Determination of metal concentration: The heavy metal concentration was determined using the atomic absorption spectrophotometer (AAS) (Model AA-6300 SHIMADZU). The determination of heavy metals in their particulate and dissolved forms was done according to a procedure reported by Karvelas et al [23]. Centrifugation of the inlet and outlet reactor samples was completed during a 30 minute at 4 000 (rpm) and at 4°C. A nitrate cellulose filter with a diameter of 0.45 μm was then used to filter the content prior to the completion of a digestion procedure where nitric acid was used. These samples were represented as the dissolved metals in a wastewater stream. The samples that remained were digested with aqua regia and were considered to be the total heavy metal content.

Quality control/quality assurance metals.

Several quality control methods were used in order to obtain reliable data.
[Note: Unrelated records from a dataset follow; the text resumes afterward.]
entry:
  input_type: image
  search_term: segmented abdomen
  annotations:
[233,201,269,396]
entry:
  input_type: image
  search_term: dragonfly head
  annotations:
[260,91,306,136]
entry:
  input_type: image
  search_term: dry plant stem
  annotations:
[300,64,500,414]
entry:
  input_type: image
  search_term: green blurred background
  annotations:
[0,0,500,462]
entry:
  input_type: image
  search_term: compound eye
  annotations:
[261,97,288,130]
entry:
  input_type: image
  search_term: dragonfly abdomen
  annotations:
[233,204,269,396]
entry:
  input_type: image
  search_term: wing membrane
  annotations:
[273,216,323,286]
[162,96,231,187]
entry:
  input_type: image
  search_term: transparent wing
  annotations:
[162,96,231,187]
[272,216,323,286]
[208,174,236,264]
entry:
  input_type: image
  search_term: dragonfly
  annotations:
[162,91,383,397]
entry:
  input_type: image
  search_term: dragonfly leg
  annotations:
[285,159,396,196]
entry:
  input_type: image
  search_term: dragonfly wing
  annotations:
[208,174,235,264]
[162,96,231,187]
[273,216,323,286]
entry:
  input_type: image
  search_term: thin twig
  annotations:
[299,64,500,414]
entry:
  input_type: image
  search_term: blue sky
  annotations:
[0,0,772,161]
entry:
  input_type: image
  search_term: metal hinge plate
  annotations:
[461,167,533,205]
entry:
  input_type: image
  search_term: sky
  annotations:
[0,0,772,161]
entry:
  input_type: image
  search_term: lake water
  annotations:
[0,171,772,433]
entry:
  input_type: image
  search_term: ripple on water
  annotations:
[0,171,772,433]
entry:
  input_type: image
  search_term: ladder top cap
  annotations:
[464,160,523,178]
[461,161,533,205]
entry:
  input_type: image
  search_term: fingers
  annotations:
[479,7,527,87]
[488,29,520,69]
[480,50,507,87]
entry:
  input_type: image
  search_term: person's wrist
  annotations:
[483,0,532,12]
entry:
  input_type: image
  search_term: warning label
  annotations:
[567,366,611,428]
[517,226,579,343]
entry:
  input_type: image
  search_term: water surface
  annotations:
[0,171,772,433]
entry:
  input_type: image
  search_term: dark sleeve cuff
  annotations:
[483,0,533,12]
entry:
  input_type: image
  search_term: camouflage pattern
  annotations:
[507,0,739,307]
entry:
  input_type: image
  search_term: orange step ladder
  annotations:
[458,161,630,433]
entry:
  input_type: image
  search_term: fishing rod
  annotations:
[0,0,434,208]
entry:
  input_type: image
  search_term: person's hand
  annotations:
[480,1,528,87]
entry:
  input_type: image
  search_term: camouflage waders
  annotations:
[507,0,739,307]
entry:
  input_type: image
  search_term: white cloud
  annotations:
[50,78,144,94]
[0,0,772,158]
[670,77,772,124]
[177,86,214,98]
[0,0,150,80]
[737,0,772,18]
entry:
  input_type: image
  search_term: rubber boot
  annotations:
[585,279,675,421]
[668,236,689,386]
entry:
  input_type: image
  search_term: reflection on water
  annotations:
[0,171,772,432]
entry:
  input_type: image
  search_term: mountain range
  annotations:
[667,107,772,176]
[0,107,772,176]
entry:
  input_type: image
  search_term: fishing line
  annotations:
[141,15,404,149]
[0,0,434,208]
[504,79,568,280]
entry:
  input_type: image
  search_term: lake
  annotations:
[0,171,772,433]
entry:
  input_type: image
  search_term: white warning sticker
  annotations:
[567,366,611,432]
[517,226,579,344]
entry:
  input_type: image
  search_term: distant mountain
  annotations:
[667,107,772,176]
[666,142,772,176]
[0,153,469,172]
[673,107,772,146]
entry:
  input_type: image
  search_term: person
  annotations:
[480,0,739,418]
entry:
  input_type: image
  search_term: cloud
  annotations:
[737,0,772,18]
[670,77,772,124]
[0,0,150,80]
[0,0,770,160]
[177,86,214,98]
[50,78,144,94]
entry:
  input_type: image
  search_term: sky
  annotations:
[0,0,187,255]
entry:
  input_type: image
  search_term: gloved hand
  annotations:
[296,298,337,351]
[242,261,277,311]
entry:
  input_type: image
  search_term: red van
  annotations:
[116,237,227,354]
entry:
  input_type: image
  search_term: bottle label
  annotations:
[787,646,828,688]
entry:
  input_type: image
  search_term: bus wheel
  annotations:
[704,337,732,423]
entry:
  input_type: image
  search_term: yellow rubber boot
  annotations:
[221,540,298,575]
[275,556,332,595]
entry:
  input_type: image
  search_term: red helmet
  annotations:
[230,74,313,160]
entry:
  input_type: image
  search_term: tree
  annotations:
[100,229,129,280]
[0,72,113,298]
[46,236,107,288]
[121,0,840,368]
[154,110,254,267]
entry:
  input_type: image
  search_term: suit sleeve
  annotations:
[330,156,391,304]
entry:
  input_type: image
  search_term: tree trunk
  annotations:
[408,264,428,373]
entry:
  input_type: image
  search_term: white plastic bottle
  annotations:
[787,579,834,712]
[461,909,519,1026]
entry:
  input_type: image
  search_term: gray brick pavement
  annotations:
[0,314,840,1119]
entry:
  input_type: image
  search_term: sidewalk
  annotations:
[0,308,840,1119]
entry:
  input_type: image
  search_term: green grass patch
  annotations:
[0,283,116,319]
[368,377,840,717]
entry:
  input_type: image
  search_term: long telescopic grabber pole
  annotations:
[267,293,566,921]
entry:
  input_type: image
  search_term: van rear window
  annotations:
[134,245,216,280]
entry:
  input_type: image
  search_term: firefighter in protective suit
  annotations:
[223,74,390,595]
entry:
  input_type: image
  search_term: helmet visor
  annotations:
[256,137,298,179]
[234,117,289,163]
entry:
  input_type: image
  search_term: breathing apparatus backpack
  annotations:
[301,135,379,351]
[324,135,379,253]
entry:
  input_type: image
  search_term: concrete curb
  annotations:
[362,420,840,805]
The accuracy of the result in terms of the linearity of the calibration curve, the repeatability of results, the presence of any target metals in the blank solution and the standard deviation between the 5 replicates were assessed. To quantify metal contents from samples, external standards with calibration levels ranging from 2 to 10 mg/l for each metal were used. During the experiment, atomic absorption (AAS) used to quantify the targeted metals revealed good linearity with r ≥ 0.99. The precision of the analysis was tested on the instrument by analysing 5 replicate samples with SD ranging between 1.32 to 3.72, and the RSD ≥ 10. Hence, from the SD values it is possible to observe high repeatability of the analysis results. To ensure the accuracy of the results, the concentration of targeted metals in the blank solution (Ni 10 μg/l, Zn 4 μg/l, Cd6 μg/l, and Cu 2 μg/l) was subtracted from each analysed sample concentration. In addition, the limits of detection (LOD) of AAS was determined using linear regression and appeared to be 6 μg/l for Ni, 0.8 μg/l for Cd, 1.5 μg/l for Zn and 1.5 μg/l for Cu.

Results and Discussion

The potential of unconventional compact wastewater treatment for heavy metal removal is considered for industrial activities in developed countries as an effluent standard for heavy metal removal where the standards have been tightened due to strict regulation and legislation.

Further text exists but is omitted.